Even after laying out all of these arguments, I’m not much closer to having a confident opinion on whether I expect neuralese architectures to win out eventually or not. Compared to the two most relevant prediction markets, Fabien Roger’s Will early transformative AIs primarily use text? (currently at 47%) and Leo Gao’s Will Transformer based architectures still be SOTA for language modelling by 2026? (currently at 91%), I’m slightly more optimistic about sticking to transformers than both. I hope that this post will spur further discussion on the topic and help further clarify the considerations I’ve described. All suggestions for arguments that I’ve overlooked are also very welcome.
Work produced at Aether. Thanks to Rohan Subramani and Shubhorup Biswas for feedback on a draft of this post.
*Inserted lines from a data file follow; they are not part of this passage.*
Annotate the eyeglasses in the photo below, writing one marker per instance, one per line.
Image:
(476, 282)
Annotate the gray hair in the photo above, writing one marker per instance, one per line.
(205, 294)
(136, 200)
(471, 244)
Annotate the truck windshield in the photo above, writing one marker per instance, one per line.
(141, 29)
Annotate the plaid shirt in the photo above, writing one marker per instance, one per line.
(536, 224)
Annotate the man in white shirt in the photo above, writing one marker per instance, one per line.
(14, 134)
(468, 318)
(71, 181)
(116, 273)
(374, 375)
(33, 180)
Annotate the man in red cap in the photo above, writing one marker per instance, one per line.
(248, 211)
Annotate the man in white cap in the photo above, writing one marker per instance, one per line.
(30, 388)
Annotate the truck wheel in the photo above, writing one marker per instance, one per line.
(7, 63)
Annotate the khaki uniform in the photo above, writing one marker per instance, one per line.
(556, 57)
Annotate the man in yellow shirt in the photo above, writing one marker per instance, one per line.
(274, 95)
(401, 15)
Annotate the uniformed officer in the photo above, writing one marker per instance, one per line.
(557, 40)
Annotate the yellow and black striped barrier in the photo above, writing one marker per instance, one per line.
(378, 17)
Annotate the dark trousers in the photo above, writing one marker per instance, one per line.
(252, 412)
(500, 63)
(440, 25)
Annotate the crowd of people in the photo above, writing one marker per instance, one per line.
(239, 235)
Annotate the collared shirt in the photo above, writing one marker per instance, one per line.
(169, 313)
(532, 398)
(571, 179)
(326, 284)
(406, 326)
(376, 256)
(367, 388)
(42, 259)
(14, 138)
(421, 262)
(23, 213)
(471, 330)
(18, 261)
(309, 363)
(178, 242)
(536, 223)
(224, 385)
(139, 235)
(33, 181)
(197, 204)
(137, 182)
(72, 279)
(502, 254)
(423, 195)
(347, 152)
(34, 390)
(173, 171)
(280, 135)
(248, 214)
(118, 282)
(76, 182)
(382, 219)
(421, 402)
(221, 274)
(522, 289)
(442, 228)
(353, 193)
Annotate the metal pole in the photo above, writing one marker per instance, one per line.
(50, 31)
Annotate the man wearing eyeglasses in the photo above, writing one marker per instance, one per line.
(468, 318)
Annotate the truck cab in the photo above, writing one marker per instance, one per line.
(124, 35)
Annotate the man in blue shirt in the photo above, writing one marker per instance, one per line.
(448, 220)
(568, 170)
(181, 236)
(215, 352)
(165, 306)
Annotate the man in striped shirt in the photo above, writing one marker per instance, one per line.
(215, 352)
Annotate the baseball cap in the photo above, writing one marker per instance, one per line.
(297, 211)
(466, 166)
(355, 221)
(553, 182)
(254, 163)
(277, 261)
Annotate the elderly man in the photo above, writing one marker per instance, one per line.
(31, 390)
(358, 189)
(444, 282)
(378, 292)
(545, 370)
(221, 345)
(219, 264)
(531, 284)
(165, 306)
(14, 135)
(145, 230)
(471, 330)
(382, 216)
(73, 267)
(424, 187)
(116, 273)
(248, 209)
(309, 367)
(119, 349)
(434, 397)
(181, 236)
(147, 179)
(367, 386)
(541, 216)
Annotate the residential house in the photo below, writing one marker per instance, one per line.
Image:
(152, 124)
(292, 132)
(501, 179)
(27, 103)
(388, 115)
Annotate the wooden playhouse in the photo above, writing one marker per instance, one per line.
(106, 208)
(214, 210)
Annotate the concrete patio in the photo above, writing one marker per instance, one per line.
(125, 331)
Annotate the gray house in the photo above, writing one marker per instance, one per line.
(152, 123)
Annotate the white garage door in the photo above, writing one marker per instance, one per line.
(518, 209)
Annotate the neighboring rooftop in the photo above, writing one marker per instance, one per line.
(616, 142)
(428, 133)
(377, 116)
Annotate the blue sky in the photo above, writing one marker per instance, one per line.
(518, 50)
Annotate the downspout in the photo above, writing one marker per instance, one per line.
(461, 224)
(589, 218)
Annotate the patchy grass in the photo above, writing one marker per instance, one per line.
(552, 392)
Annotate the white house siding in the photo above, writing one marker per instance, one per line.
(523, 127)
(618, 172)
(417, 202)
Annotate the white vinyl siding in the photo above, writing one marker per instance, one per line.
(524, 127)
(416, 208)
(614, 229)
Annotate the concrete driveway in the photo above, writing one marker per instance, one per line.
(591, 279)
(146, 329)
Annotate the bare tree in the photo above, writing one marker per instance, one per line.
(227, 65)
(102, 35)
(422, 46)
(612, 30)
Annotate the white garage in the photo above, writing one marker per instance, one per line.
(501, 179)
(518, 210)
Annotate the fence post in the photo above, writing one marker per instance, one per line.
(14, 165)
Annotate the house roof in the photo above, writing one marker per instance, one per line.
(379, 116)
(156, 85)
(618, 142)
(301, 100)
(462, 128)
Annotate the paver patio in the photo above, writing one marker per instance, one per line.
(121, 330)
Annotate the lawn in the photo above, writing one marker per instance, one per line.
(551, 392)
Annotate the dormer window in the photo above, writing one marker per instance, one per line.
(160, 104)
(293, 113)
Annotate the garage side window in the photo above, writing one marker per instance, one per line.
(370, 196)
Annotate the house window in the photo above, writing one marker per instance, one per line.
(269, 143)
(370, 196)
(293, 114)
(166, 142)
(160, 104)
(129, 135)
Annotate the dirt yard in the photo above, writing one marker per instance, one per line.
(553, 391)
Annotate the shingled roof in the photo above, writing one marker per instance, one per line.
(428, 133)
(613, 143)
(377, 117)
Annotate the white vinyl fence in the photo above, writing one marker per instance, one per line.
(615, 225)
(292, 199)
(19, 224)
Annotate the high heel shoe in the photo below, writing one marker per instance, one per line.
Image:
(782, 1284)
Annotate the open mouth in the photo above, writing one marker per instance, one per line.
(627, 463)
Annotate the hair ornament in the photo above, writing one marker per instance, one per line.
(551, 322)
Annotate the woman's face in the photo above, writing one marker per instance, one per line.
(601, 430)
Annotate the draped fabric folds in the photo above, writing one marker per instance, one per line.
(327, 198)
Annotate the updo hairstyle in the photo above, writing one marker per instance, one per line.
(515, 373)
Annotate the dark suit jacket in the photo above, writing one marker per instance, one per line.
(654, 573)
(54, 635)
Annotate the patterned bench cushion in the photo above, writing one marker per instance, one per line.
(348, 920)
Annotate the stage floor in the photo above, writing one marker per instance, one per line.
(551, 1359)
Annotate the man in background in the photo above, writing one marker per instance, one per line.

For example, Qwen3-235B-A22B, which to my knowledge is the deepest open-source transformer released this year, has 94 layers, with each layer involving five serial operations—three in the attention and two in the MLP block. Thus, the total number of serial operations in a Qwen3-235B forward pass is 470. It seems plausible that some proprietary models have slightly deeper forward passes, but likely not much deeper.
See Appendix II of Jacques Hadamard’s An Essay on the Psychology of Invention in the Mathematical Field for the source. The book extensively discusses the role of non-verbal thinking in mathematical research; Henrik Karlsson’s recent post When is it better to think without words? provides a summary.
Though note that this study has at least two significant limitations: first, impairments in inner monologue are assessed only through a test for silent rhyming ability, and second, the sample size is only 11 patients.